GS : Terima kasih untuk perbincangan ini. Para pendengar sekalian, kami mengucapkan banyak terima kasih Anda telah mengikuti perbincangan kami dengan Bp. Pdt. Dr. Paul Gunadi, dalam acara Telaga (Tegur Sapa Gembala Keluarga). Kami baru saja berbincang-bincang tentang "Belas Kasihan Tuhan". Bagi Anda yang berminat untuk mengetahui lebih lanjut mengenai acara ini silakan Anda menghubungi kami lewat surat. Alamatkan surat Anda ke Lembaga Bina Keluarga Kristen (LBKK) Jl. Cimanuk 56 Malang. Anda juga dapat menggunakan e-mail dengan alamat telagatelaga.org kami juga mengundang Anda mengunjungi situs kami di www.telaga.org Saran-saran, pertanyaan serta tanggapan Anda sangat kami nantikan, akhirnya dari studio kami mengucapkan terima kasih atas perhatian Anda dan sampai jumpa pada acara TELAGA yang akan datang.

Ringkasan:

Markus 1:40-45 memuat sebuah peristiwa yang mengharukan sekaligus memberi pengharapan. Dikisahkan oleh Markus, ada seorang penderita kusta yang datang kepada Tuhan Yesus untuk meminta kesembuhan. Dikatakan di sini bahwa ia datang bersujud di hadapan Tuhan Yesus.
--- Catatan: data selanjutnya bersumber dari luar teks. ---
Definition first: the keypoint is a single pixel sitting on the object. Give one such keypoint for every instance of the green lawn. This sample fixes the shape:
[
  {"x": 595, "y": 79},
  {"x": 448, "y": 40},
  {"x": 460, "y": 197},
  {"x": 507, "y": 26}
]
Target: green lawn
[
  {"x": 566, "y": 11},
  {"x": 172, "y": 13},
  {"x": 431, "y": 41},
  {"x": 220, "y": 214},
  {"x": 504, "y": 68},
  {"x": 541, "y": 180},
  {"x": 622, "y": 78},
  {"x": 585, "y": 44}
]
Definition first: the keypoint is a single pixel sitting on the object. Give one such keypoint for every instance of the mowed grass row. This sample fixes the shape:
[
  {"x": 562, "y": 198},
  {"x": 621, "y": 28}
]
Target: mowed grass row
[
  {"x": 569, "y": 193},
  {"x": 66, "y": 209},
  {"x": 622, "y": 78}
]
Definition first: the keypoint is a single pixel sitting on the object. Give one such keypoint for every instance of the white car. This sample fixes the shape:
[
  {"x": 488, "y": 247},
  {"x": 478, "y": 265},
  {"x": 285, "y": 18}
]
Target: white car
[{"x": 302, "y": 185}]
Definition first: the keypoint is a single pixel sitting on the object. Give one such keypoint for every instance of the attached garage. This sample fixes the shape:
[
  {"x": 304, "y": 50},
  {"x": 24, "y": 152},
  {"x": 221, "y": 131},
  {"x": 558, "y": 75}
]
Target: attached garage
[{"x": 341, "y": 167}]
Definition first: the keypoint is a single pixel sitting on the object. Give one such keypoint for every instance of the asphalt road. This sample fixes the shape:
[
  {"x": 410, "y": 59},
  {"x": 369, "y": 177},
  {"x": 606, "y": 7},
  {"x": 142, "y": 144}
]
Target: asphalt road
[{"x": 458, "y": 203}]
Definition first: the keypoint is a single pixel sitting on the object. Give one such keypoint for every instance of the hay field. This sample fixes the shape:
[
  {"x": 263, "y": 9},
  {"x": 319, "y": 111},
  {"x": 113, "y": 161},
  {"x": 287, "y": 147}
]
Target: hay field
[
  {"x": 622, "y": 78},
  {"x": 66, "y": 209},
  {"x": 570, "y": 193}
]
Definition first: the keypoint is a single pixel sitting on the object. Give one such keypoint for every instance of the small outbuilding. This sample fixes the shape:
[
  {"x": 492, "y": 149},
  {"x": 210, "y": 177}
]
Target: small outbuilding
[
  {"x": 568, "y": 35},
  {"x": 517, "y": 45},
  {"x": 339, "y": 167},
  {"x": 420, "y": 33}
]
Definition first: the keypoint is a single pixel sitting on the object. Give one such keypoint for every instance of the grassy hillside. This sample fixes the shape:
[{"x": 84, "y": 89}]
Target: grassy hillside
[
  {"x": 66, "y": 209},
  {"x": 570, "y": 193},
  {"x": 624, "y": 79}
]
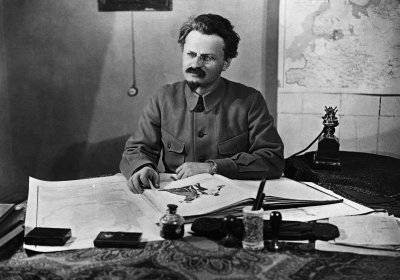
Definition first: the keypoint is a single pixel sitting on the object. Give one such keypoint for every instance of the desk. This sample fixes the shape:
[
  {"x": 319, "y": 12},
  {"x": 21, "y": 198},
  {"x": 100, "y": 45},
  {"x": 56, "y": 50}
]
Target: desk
[{"x": 198, "y": 258}]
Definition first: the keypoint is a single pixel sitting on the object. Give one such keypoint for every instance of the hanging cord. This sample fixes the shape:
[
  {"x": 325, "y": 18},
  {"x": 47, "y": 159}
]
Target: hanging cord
[
  {"x": 322, "y": 131},
  {"x": 132, "y": 91}
]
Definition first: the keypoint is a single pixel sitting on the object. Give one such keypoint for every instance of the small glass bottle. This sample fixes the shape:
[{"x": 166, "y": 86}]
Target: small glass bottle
[{"x": 172, "y": 224}]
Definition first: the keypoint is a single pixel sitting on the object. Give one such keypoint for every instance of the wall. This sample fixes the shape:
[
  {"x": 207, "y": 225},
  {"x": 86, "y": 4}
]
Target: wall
[
  {"x": 66, "y": 71},
  {"x": 366, "y": 123},
  {"x": 7, "y": 171}
]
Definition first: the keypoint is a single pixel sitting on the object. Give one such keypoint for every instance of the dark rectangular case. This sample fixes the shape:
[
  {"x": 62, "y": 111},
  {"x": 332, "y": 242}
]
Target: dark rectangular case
[{"x": 118, "y": 239}]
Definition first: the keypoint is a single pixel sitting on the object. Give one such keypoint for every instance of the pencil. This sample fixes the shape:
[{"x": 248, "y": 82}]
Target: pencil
[{"x": 260, "y": 192}]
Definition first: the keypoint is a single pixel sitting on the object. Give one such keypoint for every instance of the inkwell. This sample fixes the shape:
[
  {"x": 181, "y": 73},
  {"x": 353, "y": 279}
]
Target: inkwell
[{"x": 172, "y": 224}]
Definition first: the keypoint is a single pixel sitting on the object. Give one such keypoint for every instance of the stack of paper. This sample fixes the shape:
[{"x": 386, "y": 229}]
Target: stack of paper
[
  {"x": 11, "y": 221},
  {"x": 365, "y": 234}
]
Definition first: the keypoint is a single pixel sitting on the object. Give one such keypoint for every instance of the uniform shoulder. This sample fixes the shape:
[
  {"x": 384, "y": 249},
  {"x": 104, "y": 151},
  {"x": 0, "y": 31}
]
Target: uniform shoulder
[
  {"x": 240, "y": 88},
  {"x": 171, "y": 88}
]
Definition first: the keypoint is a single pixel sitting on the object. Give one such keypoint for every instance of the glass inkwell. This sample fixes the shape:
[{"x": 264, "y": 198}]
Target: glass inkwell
[{"x": 172, "y": 224}]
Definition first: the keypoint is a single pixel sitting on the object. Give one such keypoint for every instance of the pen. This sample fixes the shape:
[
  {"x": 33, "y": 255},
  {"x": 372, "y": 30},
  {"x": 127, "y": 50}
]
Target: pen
[{"x": 260, "y": 192}]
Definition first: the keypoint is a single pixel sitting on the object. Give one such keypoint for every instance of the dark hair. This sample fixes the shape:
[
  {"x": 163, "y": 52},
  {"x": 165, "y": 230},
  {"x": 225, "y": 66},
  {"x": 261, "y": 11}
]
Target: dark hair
[{"x": 212, "y": 24}]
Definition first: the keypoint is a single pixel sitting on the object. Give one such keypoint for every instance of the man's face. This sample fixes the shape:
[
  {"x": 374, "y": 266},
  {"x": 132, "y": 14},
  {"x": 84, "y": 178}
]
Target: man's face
[{"x": 203, "y": 59}]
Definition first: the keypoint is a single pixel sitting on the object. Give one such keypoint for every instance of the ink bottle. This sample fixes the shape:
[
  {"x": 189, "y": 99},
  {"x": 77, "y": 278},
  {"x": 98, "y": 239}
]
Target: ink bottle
[{"x": 172, "y": 224}]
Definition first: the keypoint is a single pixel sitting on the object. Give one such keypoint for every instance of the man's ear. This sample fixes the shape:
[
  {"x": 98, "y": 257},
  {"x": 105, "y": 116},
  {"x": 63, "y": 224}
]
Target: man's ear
[{"x": 226, "y": 64}]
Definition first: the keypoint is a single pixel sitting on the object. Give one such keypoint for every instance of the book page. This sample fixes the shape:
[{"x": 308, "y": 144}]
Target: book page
[{"x": 196, "y": 195}]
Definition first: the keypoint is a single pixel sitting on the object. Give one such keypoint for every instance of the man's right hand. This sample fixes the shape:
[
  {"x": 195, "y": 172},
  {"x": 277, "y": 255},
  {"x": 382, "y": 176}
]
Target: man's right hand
[{"x": 141, "y": 179}]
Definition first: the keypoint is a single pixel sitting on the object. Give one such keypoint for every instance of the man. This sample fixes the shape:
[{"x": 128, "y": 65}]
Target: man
[{"x": 205, "y": 124}]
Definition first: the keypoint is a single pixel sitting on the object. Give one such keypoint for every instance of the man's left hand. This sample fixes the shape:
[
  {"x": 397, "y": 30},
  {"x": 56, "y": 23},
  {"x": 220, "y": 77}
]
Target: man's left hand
[{"x": 188, "y": 169}]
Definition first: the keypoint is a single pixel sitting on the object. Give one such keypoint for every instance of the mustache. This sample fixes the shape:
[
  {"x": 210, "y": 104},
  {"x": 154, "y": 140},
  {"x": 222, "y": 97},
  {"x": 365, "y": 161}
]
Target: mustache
[{"x": 197, "y": 71}]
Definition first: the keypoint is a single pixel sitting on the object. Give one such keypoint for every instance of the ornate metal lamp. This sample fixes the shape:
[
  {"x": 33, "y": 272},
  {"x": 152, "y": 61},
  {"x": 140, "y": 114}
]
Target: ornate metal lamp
[{"x": 327, "y": 154}]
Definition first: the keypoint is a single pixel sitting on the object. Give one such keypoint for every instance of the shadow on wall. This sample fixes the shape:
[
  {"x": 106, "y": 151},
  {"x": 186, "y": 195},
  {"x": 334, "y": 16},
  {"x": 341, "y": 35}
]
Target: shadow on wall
[{"x": 85, "y": 160}]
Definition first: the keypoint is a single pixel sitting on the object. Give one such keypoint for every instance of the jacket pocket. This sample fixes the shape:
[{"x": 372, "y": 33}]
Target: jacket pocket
[
  {"x": 174, "y": 150},
  {"x": 234, "y": 145}
]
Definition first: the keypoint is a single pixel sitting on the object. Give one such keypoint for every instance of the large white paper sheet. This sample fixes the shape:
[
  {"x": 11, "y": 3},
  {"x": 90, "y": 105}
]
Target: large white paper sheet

Jadi, ia datang memelas—memohon belas kasihan Tuhan atas diri-Nya.

Penderita kusta pada umumnya tidak tinggal di dalam kota melainkan di luar kota, di sebuah penampungan khusus untuk mereka supaya tidak menularkan penyakit kepada orang banyak. Berdasarkan Matius 8:1-4, dapat kita ketahui bahwa orang kusta ini datang mencari Tuhan Yesus setelah Tuhan memberikan pengajarannya di atas bukit, di sebuah kota di Galilea. Singkat kata, orang kusta ini mengambil risiko yang besar untuk dijauhkan dan ditolak orang masuk ke dalam kota. Ia rela mengambil risiko ini oleh karena ia ingin menerima kesembuhan.

Ada satu hal lagi yang layak diperhatikan di sini. Sewaktu bertemu dengan Tuhan, ia berkata, "Kalau Engkau mau, Engkau dapat mentahirkan aku." Perkataannya ini menyiratkan setidaknya dua hal. Pertama, ia meminta, bukan memaksa. Dalam kondisi sangat membutuhkan, betapa mudahnya bagi kita datang kepada Tuhan dan "memaksa-Nya" melakukan apa yang kita harapkan. Orang kusta ini tidak memaksa kendati ia sangat butuh sembuh. Ia tetap meminta karena ia sadar Tuhan mempunyai hak sepenuhnya untuk menentukan apakah Tuhan akan menyembuhkannya atau tidak. Itulah sebabnya ia datang memohon belas kasihan Tuhan.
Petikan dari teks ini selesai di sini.